La concezione dei "diritti umani" di Amnesty International implica che gli israeliani hanno il dovere di lasciarsi uccidere dai terroristi per non creare problemi ai palestinesi.
Più di tutti, gli israeliani che vivono negli insdiamenti devono essere continuamente esposti alla violenza palestinese. Devono morire in automobile e nelle loro case, colpiti dai cecchini palestinesi o in agguati sanguinosi. Non hanno diritto a nessuna protezione.
Il RIFORMISTA in un editoriale del 5 giugno, adotta in pieno questo "punto di vista".
Davvero, sembra non sia rimasto nulla, o quasi, del tentativo di Antonio Polito di creare un quotidiano di sinistra, ma libero da condizionamenti e pregiudizi ideologici.
Ecco il testo:
La geografia dell'occupazione consta di circa 550 check-point e blocchi permanenti delle strade, migliaia di posti di blocco volanti, oltre 200 fra colonie, insediamenti e avamposti illegali in cui abitano 450mila persone. E poi 700 chilometri di strade riservate ai coloni e altri 700 chilometri di muri di cemento alti fino a nove metri, reti metalliche, barriere, che rendono un quotidiano percorso a ostacoli (e spesso un calvario) la vita di oltre due milioni di palestinesi in Cisgiordania. Persone che vivono e muoiono, con estrema difficoltà, in un posto grande suppergiù come la provincia di Roma.
Sembrerebbe il freddo, legnoso cahier des doleances che ogni anno, con qualche variazione, viene redatto sulle condizioni di vita dei palestinesi. Quest'anno, visto che son trascorse quaranta primavere dalla guerra dei Sei Giorni, con qualche enfasi in più.
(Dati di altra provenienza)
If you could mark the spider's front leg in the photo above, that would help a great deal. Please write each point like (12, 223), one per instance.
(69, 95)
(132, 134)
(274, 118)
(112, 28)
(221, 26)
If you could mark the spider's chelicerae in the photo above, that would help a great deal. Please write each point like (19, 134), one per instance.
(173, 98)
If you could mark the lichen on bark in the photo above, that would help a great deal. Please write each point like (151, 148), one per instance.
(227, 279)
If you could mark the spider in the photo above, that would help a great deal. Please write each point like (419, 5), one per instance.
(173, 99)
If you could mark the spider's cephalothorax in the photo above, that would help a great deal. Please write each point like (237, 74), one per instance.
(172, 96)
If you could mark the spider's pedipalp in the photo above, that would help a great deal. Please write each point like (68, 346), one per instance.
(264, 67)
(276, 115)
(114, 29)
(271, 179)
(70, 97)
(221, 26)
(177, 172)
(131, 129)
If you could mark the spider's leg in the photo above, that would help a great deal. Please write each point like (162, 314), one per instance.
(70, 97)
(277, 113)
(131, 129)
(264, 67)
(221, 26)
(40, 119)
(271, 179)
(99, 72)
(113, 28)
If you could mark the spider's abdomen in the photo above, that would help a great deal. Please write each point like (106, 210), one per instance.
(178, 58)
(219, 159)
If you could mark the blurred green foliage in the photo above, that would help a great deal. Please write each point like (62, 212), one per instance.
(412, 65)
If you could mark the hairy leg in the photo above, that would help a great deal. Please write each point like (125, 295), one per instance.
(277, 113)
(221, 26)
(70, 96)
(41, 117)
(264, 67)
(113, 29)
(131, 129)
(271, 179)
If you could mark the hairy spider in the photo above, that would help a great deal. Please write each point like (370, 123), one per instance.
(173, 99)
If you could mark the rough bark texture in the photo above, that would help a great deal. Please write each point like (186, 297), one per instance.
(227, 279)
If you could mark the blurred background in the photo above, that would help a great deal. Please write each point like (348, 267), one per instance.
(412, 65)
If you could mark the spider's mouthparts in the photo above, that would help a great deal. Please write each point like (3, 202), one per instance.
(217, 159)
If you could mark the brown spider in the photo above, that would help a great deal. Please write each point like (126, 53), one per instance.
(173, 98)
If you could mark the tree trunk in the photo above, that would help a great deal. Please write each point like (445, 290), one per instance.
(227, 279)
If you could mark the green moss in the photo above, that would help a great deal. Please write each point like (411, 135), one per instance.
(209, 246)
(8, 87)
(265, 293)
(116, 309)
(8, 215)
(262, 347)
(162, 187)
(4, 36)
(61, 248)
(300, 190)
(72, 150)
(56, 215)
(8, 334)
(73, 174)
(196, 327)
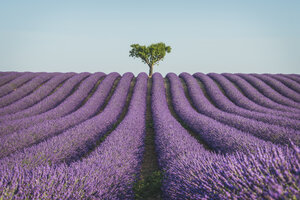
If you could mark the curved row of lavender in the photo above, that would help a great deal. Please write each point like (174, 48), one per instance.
(286, 81)
(218, 136)
(35, 96)
(192, 172)
(279, 87)
(25, 89)
(237, 103)
(293, 77)
(16, 83)
(41, 131)
(276, 134)
(56, 97)
(107, 173)
(66, 100)
(75, 142)
(269, 92)
(9, 76)
(253, 94)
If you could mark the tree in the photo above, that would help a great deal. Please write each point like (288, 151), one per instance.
(150, 55)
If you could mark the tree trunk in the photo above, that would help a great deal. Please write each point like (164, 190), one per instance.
(150, 71)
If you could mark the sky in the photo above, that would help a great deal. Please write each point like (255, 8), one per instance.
(246, 36)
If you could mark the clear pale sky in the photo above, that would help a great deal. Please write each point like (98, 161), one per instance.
(259, 36)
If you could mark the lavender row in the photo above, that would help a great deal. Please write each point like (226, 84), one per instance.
(41, 131)
(17, 82)
(274, 133)
(56, 97)
(293, 77)
(9, 77)
(247, 105)
(107, 173)
(286, 81)
(35, 96)
(25, 89)
(279, 87)
(269, 92)
(251, 93)
(75, 142)
(218, 136)
(68, 105)
(191, 172)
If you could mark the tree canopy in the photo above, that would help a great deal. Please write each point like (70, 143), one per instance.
(150, 55)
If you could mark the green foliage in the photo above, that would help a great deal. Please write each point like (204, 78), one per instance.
(146, 188)
(150, 55)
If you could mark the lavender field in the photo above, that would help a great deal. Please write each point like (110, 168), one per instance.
(99, 136)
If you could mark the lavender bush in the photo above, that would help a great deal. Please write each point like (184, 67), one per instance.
(269, 92)
(15, 83)
(279, 87)
(252, 93)
(35, 96)
(248, 108)
(25, 89)
(286, 81)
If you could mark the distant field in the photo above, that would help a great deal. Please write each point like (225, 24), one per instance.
(187, 136)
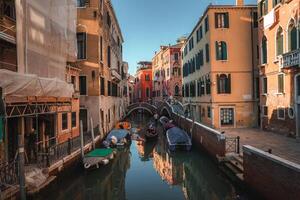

Il problema è che le cifre, i numeri, l'elenco prodotti da Amnesty International nel suo duro rapporto contro la politica di Israele in Cisgiordania (Enduring Occupation, http://www.amnesty.org/resources/pdf/Israelreport.pdf) sono, individui, potenziali cittadini di uno stato - quello palestinese - che però difficilmente vedrà la luce se la geografia dell'occupazione rimarrà questa. Il Muro di separazione deve essere smantellato, denuncia Amnesty. Ma non solo: le colonie, le strade separate per i coloni, i checkpoint devono essere rimossi, per togliere l'“assedio” ai palestinesi, ai quali vengono imposte «restrizioni di movimento in quanto palestinesi», non per questioni di sicurezza, secondo la posizione del governo israeliano, ribadita anche ieri. Ma «perché ne beneficino i coloni».
Amnesty denuncia, e non da oggi, quel che viene denunciato dai rapporti delle organizzazioni internazionali, come le agenzie dell'Onu che operano quotidianamente sul terreno. L'Ocha, l'Oms, la Banca Mondiale, l'Unrwa, le risoluzioni del Consiglio di Sicurezza. Amnesty parla di vita quotidiana e grande politica. Di uno stravolgimento del territorio che non porterà a nessuna pace, sin quando non si coniugherà la parola sicurezza con quella di riconoscimento, non solo da parte palestinese ma anche da parte israeliana, di uno Stato possibile. E non di un simulacro senza nessun futuro reale.